Togo : Jean-Pierre Fabre et son refrain discontinu !

 Jean-Pierre-Fabre ANC
L’info vient de nos confrères de Togo Top News. Les réformes avant les élections locales, c’est en substance le message délivré par Jean-Pierre Fabre le week-end dernier, lors d’un meeting de mobilisation à Lomé. La sémantique évoque une position de Jean-Pierre Fabre et ses alliés avant la présidentielle de l’année passée.
Selon Jean-pierre Fabre, le Président de l’Alliance nationale pour le changement (ANC), il est important de reprendre la mobilisation pour deux choses, notamment les réformes constitutionnelles, institutionnelles et les réformes électorales prescrites par l’Accord politique global, avant les élections locales.

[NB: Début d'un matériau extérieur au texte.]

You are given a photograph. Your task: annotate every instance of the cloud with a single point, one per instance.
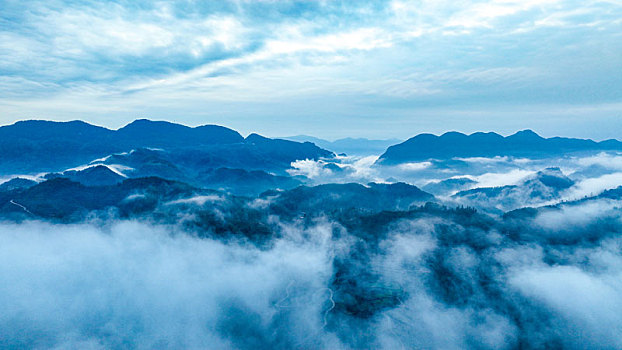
(117, 60)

« Nous considérons que les réformes doivent avoir lieu avant les élections locales », a-t-il indiqué, assurant que c’est ce qui va permettre de préparer les élections locales qui doivent avoir lieu dans la transparente, l’équité, la sécurité.
Le vocable fait penser à un slogan avant la présidentielle de 2015 qui prenait en refrain « pas de réformes, pas d’élection présidentielle ». Mais à l’arrivé, la participation au scrutin avait été actée par le groupe de Jean Pierre Fabre, sans les réformes.
Cette formule consacre donc la tendance à se positionner à un moment donné comme le chantre des réformes aux yeux de l’opinion qui est constant dans la demande de faire opérer ces réformes au Togo. On est donc dans le retour ou le « prolongement du refrain discontinu ».
Le retour du vocable est constaté dans un contexte ou certains analystes faisaient état de ce que Jean Pierre Fabre appelle à l’organisation des locales au détriment des réformes. Les propos au meeting du samedi dernier montre que le chef de file de l’opposition actualise son discours en intégrant certains éléments de critiques formulées ici et là.
Mais les observateurs attendent plus le Chef de file de l’opposition par rapport au défi de la prise en compte des suggestions d’engager une dynamique globale pour la lutte pour les réformes.
Autrement en l’état actuel, l’écrivain Fulbert Attisso estime que les élections locales dans le contexte actuel ne pourraient pas êtres gagnées par l’opposition, la donne n’étant pas changée par rapport au scrutin de présidentielle de l’année passée.